Juan Somavia defende geração de empregos especialmente para jovens, redução da pobreza e do trabalho informal, crescimento da classe média e acesso igualitário a oportunidades.

O Diretor-Geral da Organização Internacional Trabalho (OIT), Juan Somavia, afirmou na quarta-feira (06/06) que os modelos de crescimento econômico dão muita atenção às finanças e pouca à sociedade. “A ideologia desempenhou um papel demasiado importante na definição das políticas enquanto que a sensibilidade pelos indivíduos, as famílias e as comunidades foi insuficiente.”

Emprego será um dos temas discutidos na Conferência das Nações Unidas sobre Desenvolvimento Sustentável (Rio+20). Serão discutidas na Conferência novos modelos para medir o progresso econômico que vá além do Produto Interno Bruto (PIB) e formas de gerar empregos e crescimento mais sustentáveis.
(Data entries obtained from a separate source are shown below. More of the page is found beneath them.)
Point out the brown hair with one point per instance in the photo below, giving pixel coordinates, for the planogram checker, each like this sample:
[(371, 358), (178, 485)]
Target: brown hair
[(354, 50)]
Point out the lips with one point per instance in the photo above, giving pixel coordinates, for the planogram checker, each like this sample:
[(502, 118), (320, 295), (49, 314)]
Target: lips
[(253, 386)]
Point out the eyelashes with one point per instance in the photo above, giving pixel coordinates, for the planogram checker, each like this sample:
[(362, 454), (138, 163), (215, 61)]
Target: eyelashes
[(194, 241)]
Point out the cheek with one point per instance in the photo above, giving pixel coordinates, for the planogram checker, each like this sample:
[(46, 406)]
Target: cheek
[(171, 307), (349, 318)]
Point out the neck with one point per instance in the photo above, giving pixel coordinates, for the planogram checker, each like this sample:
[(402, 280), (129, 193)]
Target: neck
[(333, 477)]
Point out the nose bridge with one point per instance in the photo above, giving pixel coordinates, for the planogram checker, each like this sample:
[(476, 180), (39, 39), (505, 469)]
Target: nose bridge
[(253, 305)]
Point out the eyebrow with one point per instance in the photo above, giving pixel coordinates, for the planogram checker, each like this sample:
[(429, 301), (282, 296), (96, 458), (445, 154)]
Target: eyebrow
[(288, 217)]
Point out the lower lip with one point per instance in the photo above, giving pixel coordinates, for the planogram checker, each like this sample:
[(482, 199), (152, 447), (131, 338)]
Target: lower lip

Somavia defendeu que o crescimento não pode continuar sendo o critério fundamental da economia mundial. Criar novos empregos, particularmente para os jovens, reduzir a pobreza e o trabalho informal, promover o crescimento da classe média, bem como oferecer um acesso equitativo às oportunidades, deveriam ser os indicadores para medir o êxito econômico.

O Diretor-Geral acrescentou que o atual período de crise pode ser um momento de criatividade pontecial para que líderes redefinam suas prioridades. “A possibilidade de ter que viver alguns anos a mais de crise ou que a recuperação econômica seja fraca está despertando as consciências.”